Standard formats make it easier to ingest IOCs from any source into your security infrastructure. They also facilitate automation of IOC processing using scripts and parsers.

What are some common ways to leverage IOCs?

Once collected, there are many practical applications of IOC data for security teams. Common ways to leverage IOCs include:

  • Blocklists – Build network blocklists and domain blacklists from IP addresses, DNS names, and URLs.
  • EDR queries – Scan endpoints for presence of file hashes, registry keys, and other IOCs.
  • Host-based rules – Create YARA, Sigma, or other rules to detect IOCs on hosts and in network traffic.
  • Reputation enrichment – Add IOC data to identify and prioritize high-fidelity alerts.
  • Threat hunting – Proactively search through logs and packets for IOCs associated with threat actors.
  • Sandboxing – Feed IOCs into your sandbox to alert on associated malware.

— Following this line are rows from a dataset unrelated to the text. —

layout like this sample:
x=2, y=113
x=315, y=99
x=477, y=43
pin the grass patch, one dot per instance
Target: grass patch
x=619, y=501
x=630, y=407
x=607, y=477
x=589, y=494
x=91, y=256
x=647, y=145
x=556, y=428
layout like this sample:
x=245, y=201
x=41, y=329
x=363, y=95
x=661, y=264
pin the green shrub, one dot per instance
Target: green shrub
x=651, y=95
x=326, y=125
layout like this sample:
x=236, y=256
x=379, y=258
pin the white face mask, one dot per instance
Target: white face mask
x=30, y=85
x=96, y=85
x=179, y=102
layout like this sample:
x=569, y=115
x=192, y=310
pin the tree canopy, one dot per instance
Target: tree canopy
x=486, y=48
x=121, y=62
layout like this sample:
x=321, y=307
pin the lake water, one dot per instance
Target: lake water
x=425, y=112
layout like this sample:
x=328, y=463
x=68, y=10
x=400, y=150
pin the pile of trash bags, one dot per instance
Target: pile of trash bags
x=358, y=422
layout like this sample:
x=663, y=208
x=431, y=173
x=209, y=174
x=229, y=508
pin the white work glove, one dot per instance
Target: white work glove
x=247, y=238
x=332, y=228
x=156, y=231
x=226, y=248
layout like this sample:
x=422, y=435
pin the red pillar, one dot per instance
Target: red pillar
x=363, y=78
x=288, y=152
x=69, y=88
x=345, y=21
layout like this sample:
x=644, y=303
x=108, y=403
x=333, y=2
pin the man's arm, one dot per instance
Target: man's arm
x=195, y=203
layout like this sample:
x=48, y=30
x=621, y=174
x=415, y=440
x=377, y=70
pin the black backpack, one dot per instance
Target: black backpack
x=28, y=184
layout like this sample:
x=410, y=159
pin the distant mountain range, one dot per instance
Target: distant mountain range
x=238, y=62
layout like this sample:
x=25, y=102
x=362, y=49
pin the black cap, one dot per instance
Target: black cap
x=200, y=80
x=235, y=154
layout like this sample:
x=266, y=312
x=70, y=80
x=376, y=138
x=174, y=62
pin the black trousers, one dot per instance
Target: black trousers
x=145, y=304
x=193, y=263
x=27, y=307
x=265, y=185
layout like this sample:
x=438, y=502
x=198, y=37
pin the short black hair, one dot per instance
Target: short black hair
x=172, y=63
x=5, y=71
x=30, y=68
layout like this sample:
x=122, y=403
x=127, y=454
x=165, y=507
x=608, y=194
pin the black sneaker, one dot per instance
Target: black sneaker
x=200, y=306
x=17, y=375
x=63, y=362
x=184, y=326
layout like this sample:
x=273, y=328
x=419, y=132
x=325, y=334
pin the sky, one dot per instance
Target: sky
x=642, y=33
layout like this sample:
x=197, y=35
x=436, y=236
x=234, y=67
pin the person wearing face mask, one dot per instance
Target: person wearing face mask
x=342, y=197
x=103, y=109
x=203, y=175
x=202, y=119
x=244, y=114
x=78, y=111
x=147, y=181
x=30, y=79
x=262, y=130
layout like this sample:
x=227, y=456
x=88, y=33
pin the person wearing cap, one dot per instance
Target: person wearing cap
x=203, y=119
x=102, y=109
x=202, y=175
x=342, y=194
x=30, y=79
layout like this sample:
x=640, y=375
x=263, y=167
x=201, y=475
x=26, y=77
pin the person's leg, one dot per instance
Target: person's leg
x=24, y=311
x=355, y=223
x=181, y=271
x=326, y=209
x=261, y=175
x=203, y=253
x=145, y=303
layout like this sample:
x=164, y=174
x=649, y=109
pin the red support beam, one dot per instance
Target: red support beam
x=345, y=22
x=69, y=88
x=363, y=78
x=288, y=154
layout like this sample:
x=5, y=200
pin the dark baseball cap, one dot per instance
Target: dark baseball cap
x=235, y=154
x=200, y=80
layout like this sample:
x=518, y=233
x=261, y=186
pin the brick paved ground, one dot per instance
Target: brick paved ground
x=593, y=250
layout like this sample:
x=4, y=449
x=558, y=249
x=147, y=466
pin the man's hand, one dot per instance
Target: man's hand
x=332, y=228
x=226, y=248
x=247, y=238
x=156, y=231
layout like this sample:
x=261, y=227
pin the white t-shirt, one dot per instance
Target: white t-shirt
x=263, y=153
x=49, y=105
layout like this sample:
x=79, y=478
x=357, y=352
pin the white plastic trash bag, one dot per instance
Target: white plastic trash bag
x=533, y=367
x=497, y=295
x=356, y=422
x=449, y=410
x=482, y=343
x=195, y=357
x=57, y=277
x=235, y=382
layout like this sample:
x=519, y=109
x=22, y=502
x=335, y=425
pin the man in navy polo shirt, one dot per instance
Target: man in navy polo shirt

Getting the most value out of IOCs requires baking them into detective, preventative, and proactive security controls across the organization.

What are some challenges with using IOCs?

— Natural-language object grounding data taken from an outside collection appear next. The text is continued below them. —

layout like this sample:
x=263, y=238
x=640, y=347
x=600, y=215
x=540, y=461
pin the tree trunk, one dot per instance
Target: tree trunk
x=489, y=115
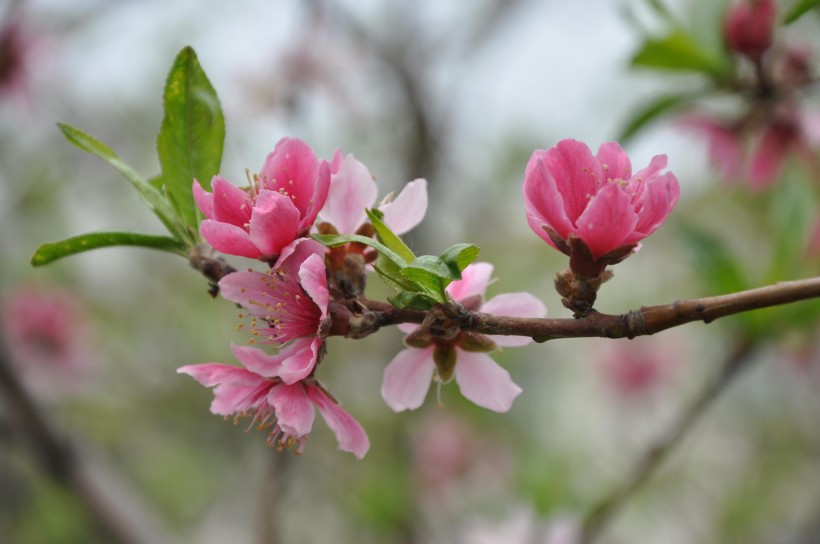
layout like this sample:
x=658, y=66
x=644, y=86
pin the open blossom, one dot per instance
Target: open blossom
x=279, y=206
x=352, y=190
x=287, y=305
x=409, y=375
x=749, y=27
x=571, y=194
x=258, y=392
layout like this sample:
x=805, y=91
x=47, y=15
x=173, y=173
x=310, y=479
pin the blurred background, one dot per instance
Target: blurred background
x=460, y=93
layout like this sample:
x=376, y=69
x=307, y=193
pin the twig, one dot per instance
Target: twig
x=606, y=509
x=644, y=321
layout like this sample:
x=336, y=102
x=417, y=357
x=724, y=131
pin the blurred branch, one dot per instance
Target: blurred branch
x=613, y=503
x=58, y=458
x=359, y=318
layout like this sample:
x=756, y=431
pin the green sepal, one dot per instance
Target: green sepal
x=798, y=9
x=388, y=237
x=458, y=257
x=148, y=193
x=192, y=134
x=52, y=251
x=678, y=51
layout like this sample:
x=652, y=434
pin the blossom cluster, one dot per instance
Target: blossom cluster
x=288, y=305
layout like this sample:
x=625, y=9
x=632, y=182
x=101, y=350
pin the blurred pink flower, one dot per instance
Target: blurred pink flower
x=47, y=337
x=352, y=190
x=749, y=27
x=572, y=195
x=279, y=206
x=257, y=392
x=408, y=376
x=288, y=305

While extremely useful, IOCs do come with some inherent challenges:

  • Short shelf-life – Attackers rapidly change infrastructure, domains, files, IPs, and other IOCs.
  • False positives – Stolen infrastructure or insufficient vetting can lead to false positives.
  • Evasion – Adversaries purposely vary attacks to avoid matching on known IOCs.
  • Volume – The raw amount of IOC data can be overwhelming for security teams to ingest and analyze.
  • Context gaps – IOCs without context on the related threat actor or campaign have limited value.

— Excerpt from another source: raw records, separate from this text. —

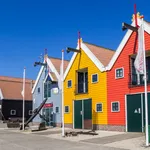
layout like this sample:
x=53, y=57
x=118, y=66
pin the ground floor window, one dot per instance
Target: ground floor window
x=57, y=109
x=30, y=112
x=66, y=109
x=99, y=107
x=13, y=112
x=115, y=107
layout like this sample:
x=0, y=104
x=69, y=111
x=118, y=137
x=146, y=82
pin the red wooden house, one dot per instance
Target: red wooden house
x=126, y=111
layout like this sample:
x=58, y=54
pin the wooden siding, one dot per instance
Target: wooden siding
x=96, y=91
x=118, y=88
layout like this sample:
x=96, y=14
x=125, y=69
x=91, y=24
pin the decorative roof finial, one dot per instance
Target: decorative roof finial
x=138, y=16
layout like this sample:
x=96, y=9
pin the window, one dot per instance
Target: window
x=38, y=89
x=137, y=79
x=82, y=82
x=99, y=107
x=119, y=73
x=13, y=112
x=30, y=112
x=57, y=109
x=69, y=83
x=115, y=107
x=47, y=89
x=94, y=78
x=66, y=109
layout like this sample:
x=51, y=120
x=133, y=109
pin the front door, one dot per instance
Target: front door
x=78, y=114
x=47, y=114
x=134, y=113
x=87, y=113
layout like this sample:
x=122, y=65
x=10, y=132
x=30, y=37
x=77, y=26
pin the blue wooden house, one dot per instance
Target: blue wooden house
x=48, y=85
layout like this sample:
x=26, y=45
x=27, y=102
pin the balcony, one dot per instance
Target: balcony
x=81, y=88
x=137, y=80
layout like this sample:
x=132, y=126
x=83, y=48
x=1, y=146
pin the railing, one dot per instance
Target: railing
x=81, y=88
x=135, y=80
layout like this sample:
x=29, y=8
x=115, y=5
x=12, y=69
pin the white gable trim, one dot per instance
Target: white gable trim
x=51, y=66
x=37, y=79
x=94, y=59
x=124, y=41
x=70, y=63
x=1, y=95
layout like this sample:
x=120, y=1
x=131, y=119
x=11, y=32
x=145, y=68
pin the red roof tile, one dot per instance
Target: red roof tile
x=57, y=62
x=104, y=55
x=11, y=88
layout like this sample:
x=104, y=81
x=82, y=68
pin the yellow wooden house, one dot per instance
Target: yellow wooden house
x=85, y=87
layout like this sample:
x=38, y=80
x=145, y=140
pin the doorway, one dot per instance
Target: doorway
x=83, y=114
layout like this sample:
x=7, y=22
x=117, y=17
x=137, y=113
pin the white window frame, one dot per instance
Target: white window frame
x=38, y=90
x=118, y=106
x=71, y=84
x=58, y=109
x=11, y=112
x=116, y=73
x=96, y=107
x=92, y=78
x=30, y=112
x=68, y=109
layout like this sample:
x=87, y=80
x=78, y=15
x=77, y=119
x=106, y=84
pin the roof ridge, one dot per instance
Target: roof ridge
x=8, y=77
x=56, y=58
x=99, y=46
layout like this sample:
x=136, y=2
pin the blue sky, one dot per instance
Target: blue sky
x=27, y=27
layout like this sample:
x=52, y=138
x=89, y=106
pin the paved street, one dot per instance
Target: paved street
x=15, y=140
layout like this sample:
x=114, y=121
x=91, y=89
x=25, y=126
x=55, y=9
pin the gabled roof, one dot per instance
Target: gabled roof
x=104, y=55
x=100, y=56
x=57, y=62
x=124, y=41
x=11, y=88
x=54, y=66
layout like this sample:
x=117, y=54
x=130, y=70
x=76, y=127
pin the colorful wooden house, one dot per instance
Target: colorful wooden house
x=47, y=85
x=11, y=99
x=126, y=111
x=85, y=87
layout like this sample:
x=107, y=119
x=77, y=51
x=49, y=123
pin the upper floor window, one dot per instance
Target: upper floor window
x=99, y=107
x=13, y=112
x=82, y=81
x=94, y=78
x=66, y=109
x=38, y=89
x=137, y=79
x=57, y=110
x=119, y=73
x=69, y=84
x=115, y=107
x=30, y=112
x=47, y=89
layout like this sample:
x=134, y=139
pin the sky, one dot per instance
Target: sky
x=27, y=27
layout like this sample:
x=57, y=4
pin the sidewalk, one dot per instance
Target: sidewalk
x=132, y=141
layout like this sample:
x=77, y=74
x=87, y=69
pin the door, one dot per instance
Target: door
x=47, y=113
x=134, y=114
x=148, y=96
x=78, y=114
x=87, y=113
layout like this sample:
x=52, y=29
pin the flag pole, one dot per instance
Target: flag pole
x=62, y=80
x=145, y=87
x=23, y=94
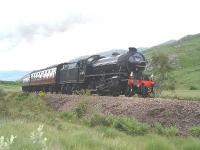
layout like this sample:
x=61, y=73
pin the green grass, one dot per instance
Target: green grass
x=187, y=51
x=22, y=113
x=10, y=86
x=79, y=137
x=182, y=94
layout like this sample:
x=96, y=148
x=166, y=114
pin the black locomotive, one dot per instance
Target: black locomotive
x=98, y=74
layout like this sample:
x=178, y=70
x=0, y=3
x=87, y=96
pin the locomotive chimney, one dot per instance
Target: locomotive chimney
x=132, y=50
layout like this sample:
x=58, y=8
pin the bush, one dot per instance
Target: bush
x=66, y=115
x=21, y=96
x=195, y=131
x=159, y=129
x=41, y=94
x=98, y=119
x=131, y=126
x=193, y=88
x=81, y=110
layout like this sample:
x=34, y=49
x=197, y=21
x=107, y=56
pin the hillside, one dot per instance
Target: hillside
x=187, y=52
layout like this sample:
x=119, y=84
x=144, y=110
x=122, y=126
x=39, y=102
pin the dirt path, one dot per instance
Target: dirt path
x=182, y=113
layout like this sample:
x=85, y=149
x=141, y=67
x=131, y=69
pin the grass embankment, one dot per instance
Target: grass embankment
x=10, y=86
x=182, y=94
x=22, y=113
x=187, y=53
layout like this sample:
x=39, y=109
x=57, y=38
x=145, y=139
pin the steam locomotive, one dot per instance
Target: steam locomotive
x=115, y=75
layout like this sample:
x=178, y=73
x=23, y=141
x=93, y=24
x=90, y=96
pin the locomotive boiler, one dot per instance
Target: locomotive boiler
x=98, y=74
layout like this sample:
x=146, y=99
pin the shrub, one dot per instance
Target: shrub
x=66, y=115
x=195, y=131
x=41, y=94
x=159, y=129
x=2, y=94
x=81, y=110
x=21, y=96
x=131, y=126
x=6, y=142
x=84, y=92
x=158, y=143
x=99, y=119
x=193, y=87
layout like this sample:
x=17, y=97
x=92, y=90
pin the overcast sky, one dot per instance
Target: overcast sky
x=38, y=33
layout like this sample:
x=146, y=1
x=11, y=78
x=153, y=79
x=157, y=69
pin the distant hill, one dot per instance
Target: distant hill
x=12, y=75
x=187, y=52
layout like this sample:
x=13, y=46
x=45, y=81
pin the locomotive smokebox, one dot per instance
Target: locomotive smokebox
x=132, y=50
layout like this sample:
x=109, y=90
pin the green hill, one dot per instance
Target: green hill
x=187, y=53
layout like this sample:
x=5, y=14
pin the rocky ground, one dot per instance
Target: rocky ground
x=182, y=113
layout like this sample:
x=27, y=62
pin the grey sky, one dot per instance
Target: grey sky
x=38, y=33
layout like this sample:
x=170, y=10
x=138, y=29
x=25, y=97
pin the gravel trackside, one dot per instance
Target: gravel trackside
x=182, y=113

Even with these drawbacks, leveraging IOCs in a balanced security program is invaluable. Teams just need to understand the limitations and compensate through threat hunting, behavioral analysis, and other means.

Example IOC Types

To make IOC concepts more concrete, it helps to provide specific examples across different IOC types:

IP Addresses

  • 178.32.180[.]97 – Tied to Sandworm APT command and control infrastructure
  • 103.255.61[.]154 – Used to deliver Flame malware
  • 121.42.153[.]198 – Linked to exploit kit and phishing campaigns

Domain Names

  • mpnets[.]eu – Command and control domain for Trickbot botnet
  • freemilk[.]co[.]uk – Phishing domain registered by APT29
  • osdsoft[.]com – Chinese APT domain for phishing and malware

File Hashes

  • 2cb42b8727fed26017d952da456827c8 – Trojan.Ursnif variant
  • 17e0f823dfba8e28d6ba447401d11037 – Poison Ivy RAT malware
  • ae12bb54af31227017feffd9598a6f5e – Gh0stRAT remote access tool

Email Addresses

  • johnmiller@contractor[.]com – Phishing persona for contractor fraud
  • support@appleid[.]foundation – Spoofed Apple ID phishing
  • rating-master@gmail[.]com – Tied to sextortion scams

Registry Keys

  • HKEY_CURRENT_USER\Software\Microsoft\Windows\CurrentVersion\Run\malware – Malware persistence
  • HKEY_LOCAL_MACHINE\SOFTWARE\WOW6432Node\Microsoft\Windows\CurrentVersion\policies\system – Disables Windows defender
  • HKEY_CURRENT_USER\Software\Google\Chrome\User Data\Default\preferences – Chrome password stealing

URLs

  • hxxp://103.255.61[.]154/exploit.pdf – Exploit kit landing page
  • hxxp://appleid[.]foundation/billing[.]php – Apple ID phishing URL
  • hxxp://freemilk[.]co[.]uk/freemilk-campaign[.]zip – Malware download URL

These specific examples illustrate what real-world IOCs look like across different categories. They can be incorporated into threat intelligence feeds, detective controls, and threat hunting activities to identify malicious activity.

Conclusion

IOC examples like IP addresses, file hashes, domains, and registry keys provide valuable clues that allow security teams to detect, scope, and respond to intrusions faster. By ingesting IOCs from both external and internal sources, tuning detection systems and policies, and proactively hunting, organizations can leverage these indicators to enhance their security postures. However, care should be taken to vet IOC sources, corroborate with other evidence, and update regularly given the dynamic threat landscape. IOC data is most powerful when handle professionally as part of an intelligence-driven security program.